Collins gave the health portfolio to Shane Reti and put him on the front bench, which went some way towards ending the diversity controversy that gave Muller problems. Former leader Simon Bridges was given justice as well as foreign affairs and ranked fourth behind deputy leader Brownlee and finance spokesman Paul Goldsmith.

Muller wasn't punished for throwing the party into crisis. Collins promoted him to the front bench with the trade portfolio.

She told RNZ on Friday she didn't like to see former leaders not being respected, and that was after Bridges admitted he had voted for Mitchell.

Mitchell had held justice, and he was demoted. Collins said that had nothing to do with him, having challenged her, she thought the portfolio fitted better with Bridges who is a former prosecutor.

Kaye and Adams explained their reasons for leaving on Morning Report, both of them endorsing Collins as the new leader. They have left big gaps, and National has to find two new election candidates. Auckland Central was held by Labour before Kaye captured it and the party will fancy its chances of regaining it. Adams' Selwyn seat is safe National.

The media focus on National's problems tended to overshadow Prime Minister Jacinda Ardern's important announcement on Wednesday.

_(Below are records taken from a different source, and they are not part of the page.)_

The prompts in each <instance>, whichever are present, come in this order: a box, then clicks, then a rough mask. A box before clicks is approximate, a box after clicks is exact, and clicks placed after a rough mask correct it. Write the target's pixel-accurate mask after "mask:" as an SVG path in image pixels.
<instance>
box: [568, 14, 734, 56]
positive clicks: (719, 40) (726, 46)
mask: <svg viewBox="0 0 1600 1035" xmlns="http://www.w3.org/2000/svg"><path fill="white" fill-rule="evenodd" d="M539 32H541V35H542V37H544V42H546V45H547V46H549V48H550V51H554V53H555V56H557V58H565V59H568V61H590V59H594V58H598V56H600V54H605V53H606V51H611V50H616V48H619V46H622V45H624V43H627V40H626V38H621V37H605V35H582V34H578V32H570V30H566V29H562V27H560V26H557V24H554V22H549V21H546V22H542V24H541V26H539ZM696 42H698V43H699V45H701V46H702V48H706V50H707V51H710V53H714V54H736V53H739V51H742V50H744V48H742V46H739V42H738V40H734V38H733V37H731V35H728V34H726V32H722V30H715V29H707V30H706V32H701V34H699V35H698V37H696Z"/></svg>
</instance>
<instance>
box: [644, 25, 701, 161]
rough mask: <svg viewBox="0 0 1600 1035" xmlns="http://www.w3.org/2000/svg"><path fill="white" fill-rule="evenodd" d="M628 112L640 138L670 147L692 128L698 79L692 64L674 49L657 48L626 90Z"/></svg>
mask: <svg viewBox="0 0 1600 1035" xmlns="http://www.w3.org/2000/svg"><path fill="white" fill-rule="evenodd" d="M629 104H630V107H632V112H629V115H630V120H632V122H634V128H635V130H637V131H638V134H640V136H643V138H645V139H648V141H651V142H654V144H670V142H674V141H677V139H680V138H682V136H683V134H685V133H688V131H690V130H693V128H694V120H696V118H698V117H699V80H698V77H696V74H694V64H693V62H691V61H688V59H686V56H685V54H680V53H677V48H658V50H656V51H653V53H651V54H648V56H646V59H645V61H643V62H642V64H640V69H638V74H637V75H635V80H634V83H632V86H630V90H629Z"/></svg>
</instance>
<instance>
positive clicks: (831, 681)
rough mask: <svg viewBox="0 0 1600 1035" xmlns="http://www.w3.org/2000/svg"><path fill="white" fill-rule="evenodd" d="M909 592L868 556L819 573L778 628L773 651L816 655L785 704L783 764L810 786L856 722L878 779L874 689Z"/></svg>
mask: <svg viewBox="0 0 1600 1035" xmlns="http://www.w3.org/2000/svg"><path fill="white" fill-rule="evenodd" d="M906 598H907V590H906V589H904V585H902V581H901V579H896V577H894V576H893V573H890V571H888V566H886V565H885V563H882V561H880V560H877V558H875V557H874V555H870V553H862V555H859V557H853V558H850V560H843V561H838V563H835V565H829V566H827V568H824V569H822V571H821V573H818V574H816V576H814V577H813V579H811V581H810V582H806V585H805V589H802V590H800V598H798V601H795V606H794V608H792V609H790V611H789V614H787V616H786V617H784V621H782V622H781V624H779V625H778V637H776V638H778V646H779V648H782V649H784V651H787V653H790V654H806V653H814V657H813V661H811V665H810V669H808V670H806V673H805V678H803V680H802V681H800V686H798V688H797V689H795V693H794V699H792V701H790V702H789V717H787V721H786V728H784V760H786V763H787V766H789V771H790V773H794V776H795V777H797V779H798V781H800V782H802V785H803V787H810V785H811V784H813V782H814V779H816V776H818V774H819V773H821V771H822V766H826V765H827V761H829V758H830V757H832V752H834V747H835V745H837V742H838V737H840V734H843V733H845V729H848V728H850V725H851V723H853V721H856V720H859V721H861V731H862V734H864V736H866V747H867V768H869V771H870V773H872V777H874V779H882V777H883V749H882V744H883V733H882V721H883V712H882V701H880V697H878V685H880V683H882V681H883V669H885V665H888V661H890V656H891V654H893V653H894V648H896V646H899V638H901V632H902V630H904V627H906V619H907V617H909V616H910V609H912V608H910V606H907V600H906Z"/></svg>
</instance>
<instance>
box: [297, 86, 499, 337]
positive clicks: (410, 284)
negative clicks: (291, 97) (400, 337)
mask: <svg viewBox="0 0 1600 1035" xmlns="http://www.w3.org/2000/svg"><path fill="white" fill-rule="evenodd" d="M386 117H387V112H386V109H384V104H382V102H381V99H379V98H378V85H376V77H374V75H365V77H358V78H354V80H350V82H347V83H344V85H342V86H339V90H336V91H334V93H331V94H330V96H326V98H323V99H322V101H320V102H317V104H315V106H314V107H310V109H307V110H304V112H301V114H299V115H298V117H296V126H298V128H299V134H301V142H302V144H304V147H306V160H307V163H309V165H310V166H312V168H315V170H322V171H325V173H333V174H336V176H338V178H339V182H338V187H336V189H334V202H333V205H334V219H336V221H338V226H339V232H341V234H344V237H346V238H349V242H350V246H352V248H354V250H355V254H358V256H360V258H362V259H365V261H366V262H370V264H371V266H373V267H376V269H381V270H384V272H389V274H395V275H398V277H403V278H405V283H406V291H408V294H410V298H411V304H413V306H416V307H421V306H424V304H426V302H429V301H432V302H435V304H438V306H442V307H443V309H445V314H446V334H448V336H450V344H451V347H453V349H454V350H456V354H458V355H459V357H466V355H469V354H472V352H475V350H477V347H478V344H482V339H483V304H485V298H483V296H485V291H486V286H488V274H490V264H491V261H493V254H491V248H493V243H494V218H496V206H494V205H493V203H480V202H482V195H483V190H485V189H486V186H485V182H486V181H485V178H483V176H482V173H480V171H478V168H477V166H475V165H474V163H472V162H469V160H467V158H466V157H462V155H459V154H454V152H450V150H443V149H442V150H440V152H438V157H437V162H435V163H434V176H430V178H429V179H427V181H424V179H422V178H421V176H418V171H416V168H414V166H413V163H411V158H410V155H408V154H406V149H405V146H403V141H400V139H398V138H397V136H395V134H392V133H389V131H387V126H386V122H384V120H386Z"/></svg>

She explained what would happen if Covid-19 escaped from the isolation facilities for returnees, and if that happens everyone could be affected.

The government is hoping for the best and planning for the worst. Ardern's comments indicated it believes a community outbreak may be inevitable.

More than once, she made the point that the pandemic was exploding beyond our borders, which meant more Kiwis were likely to bring it home with them.

"When we closed our borders on the 19th of March there were 240,000 cases in the world in total. It's fifty times worse than that now," she said.

Ardern said businesses had asked the government for certainty about what would happen if there was an outbreak. They don't want another nationwide lockdown, and Ardern said that would be a last resort.

The plan deals with three scenarios: A case or a number of cases in a community, a larger number of cases or a cluster in a region, and multiple clusters that have spread nationally.

Ardern made the point that it's actually much easier to put the whole country into lockdown that it is to seal off neighbourhoods or regions, but that is what will happen under the first two scenarios.

Locking down a community or a suburb would mean setting boundaries, with roadblocks manned by police. The military would be called in if resources were stretched.

There would be intensive testing and contact tracing to eliminate the virus in the affected area, while the rest of the country would probably remain at level 1.

The third scenario would "most likely" mean a nationwide increase in the alert level.

The government still believes that going hard and early is the most effective way to deal with the virus. "Where we don't have full information, we will take a precautionary approach and scale back as needed rather than run the risk of doing too little too late," Ardern said.

Another indication of the government's concern was the repeated appeals this week from Ardern, Health Minister Chris Hipkins and the Director-General of Health, Dr Ashley Bloomfield, for people to pay more attention to keeping a record of their movements.

They all stressed the importance of fast contact tracing, and their worry that people were becoming complacent because life seemed to have returned to normal. Their point was that it might seem normal in New Zealand but it wasn't in most of the rest of the world.

Ardern was asked at her press conference whether she considered Collins would pose a threat at the election. She said she was focused on the government's response to the pandemic and only a tiny part of her mind was on politics and the election.

She said she thought that was what New Zealanders expected of her. She may continue to think that during the election campaign.

*Peter Wilson is a life member of Parliament's press gallery, 22 years as NZPA's political editor and seven as parliamentary bureau chief for NZ Newswire.